2. Fehler: Sich um die gesetzliche Rente erst kurz vor dem Ruhestand kümmern
Wer sich einen Überblick über die bislang erworbenen und erfassten Ansprüche bei der gesetzlichen Rente verschaffen will, sollte bei der Rentenversicherung eine Rentenauskunft anfordern. Unter anderem sind darin Informationen zu bisherigen Versicherungszeiten gespeichert. „Anhand der Informationen sollte man eine sogenannte Kontenklärung machen. Das bedeutet, ich gehe mit der Rentenversicherung meine Zeiten durch und schaue, ob für alles Beiträge gezahlt wurden“, sagt Vorsorgeexperte Klotz. Sind für Zeiten der Ausbildung zum Beispiel keine Rentenbeiträge abgeführt worden, kann man nachzahlen – allerdings nur bis zur Vollendung des 45. Lebensjahrs. Kümmert man sich zu spät, verfällt für die betroffenen Jahre der Rentenanspruch. Auch Kindererziehungszeiten, für die es zusätzliche Rentenpunkte gibt, lassen sich so nachtragen.
3. Fehler: Mit 50 anzunehmen, jetzt noch mit privater Vorsorge anfangen, sei zu spät
Zu kompliziert und jetzt noch damit zu beginnen, bringt eh nichts mehr: Wer 50 oder älter ist und so in Bezug auf die eigene private Altersvorsorge denkt, liegt falsch. „Der Zinseszinseffekt sorgt dafür, dass sich private Vorsorge auch noch kurz vor der Rente lohnt“, sagt Martin Klotz. Auch die Annahme, man müsse bis zum Renteneintritt mit 67 Jahren ein Vermögen aufgebaut haben, von dem man dann leben könne, sei nicht richtig. „Die Menschen leben heute deutlich länger als früher. Das heißt, auch in der Zeit des Ruhestands kann Geld weiter angelegt werden und natürlich auch Rendite erwirtschaften“, erklärt der Vorsorgeexperte.
Wer allerdings erst in fortgeschrittenem Alter anfange, privat vorzusorgen, und noch große Sprünge machen will, sollte nicht nur auf ein Tagesgeldkonto setzen. „Je mehr Zeit ich habe, desto risikoärmer kann ich investieren, je weniger Zeit ich habe, desto mehr muss ich auf Chancen setzen“, sagt Klotz. Dafür empfiehlt er zum Beispiel Aktien-ETFs wie den MSCI World.
Auch mögliche staatliche Unterstützungen sollten Versicherte im Blick behalten. „Wenn ich nur geringe Beträge habe, die ich monatlich investieren kann, ist es umso wichtiger, gute Förderungen mitzunehmen, wie zum Beispiel die Arbeitnehmersparzulage“, sagt Klotz.
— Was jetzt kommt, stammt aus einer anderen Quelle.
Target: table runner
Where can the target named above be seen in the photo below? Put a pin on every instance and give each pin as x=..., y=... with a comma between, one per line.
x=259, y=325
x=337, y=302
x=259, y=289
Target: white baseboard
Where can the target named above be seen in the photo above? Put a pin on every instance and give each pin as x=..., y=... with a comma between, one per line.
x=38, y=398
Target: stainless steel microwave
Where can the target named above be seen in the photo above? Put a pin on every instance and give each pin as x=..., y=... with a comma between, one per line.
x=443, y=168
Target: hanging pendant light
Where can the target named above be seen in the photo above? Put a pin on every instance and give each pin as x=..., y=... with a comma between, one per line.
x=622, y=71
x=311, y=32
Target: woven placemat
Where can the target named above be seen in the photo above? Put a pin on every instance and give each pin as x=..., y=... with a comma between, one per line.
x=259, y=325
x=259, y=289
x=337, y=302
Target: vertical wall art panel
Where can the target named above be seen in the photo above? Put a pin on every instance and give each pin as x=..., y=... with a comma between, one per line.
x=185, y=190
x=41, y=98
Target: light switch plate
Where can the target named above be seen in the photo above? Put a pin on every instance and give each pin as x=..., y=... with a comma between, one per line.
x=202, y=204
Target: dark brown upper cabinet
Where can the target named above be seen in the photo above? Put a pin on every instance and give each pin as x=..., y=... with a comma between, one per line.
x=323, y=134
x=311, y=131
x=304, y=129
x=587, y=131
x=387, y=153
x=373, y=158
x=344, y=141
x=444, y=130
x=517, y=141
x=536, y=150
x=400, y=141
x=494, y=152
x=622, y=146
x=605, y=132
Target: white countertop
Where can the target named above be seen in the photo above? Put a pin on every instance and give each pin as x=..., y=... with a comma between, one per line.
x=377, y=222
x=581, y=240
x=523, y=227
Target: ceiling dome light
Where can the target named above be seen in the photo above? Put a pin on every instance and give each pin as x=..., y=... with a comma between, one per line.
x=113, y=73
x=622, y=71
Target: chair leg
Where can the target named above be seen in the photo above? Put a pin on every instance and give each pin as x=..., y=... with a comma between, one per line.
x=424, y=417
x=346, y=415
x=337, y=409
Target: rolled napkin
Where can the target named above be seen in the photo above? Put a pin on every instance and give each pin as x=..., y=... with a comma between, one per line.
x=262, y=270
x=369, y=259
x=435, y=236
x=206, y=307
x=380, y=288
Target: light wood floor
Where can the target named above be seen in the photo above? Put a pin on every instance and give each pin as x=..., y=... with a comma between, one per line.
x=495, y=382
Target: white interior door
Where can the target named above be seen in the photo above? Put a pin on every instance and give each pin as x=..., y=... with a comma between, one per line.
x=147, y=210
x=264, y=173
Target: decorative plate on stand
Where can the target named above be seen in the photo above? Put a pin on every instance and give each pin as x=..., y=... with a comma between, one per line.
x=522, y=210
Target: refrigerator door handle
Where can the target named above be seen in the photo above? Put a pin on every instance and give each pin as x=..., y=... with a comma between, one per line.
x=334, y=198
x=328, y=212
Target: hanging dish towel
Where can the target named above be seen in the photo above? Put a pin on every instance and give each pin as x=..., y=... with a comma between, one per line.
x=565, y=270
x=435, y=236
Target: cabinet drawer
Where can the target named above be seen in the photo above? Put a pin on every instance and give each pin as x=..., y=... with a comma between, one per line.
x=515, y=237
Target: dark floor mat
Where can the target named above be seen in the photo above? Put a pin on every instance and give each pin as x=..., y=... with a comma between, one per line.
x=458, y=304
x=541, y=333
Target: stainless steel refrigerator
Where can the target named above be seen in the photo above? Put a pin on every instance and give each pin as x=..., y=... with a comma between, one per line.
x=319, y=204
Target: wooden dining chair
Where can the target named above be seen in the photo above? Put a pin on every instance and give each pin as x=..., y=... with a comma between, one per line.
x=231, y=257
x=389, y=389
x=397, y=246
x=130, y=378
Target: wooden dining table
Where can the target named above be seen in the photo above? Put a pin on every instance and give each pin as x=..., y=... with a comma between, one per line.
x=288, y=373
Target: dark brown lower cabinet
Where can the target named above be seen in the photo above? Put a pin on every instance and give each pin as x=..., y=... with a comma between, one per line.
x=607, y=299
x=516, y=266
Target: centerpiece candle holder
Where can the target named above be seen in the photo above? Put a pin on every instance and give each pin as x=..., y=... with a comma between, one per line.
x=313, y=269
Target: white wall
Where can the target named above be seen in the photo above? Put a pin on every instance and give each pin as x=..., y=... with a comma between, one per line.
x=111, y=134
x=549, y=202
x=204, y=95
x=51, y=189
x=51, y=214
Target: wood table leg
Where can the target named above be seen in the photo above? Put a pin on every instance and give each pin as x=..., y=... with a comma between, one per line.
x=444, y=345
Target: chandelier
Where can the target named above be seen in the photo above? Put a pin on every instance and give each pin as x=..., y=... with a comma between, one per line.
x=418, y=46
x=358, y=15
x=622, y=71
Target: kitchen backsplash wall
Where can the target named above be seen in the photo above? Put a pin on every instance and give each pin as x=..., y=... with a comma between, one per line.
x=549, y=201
Diese staatliche Zulage beträgt je nach Anlageform und Sparsumme bis zu 123 Euro pro Jahr. Um sie zu bekommen, ist Voraussetzung, dass Versicherte Geld vom Arbeitgeber oder vom eigenen Gehalt als sogenannte vermögenswirksame Leistungen (VL) anlegen.
4. Fehler: Sich bei der Altersvorsorge auf den eigenen Partner verlassen
Der sogenannte Gender Pension Gap in Deutschland liegt bei 27,1 Prozent. Alterseinkünfte von Frauen waren somit durchschnittlich mehr als ein Viertel niedriger als die von Männern. Konkret heißt das nach Angaben des Statistischen Bundesamts: 2023 bezogen Frauen in Deutschland, die 65 Jahre und älter waren, im Schnitt Alterseinkünfte in Höhe von 18.663 Euro brutto im Jahr. Bei Männern der gleichen Altersgruppe waren es durchschnittlich 25.599 Euro brutto. Das liegt am deutlich höheren Anteil von Frauen, die Teilzeit arbeiten. Aber auch daran, dass sich viele Frauen auch in Sachen Altersversorgung auf den Hauptverdiener verlassen – den Mann.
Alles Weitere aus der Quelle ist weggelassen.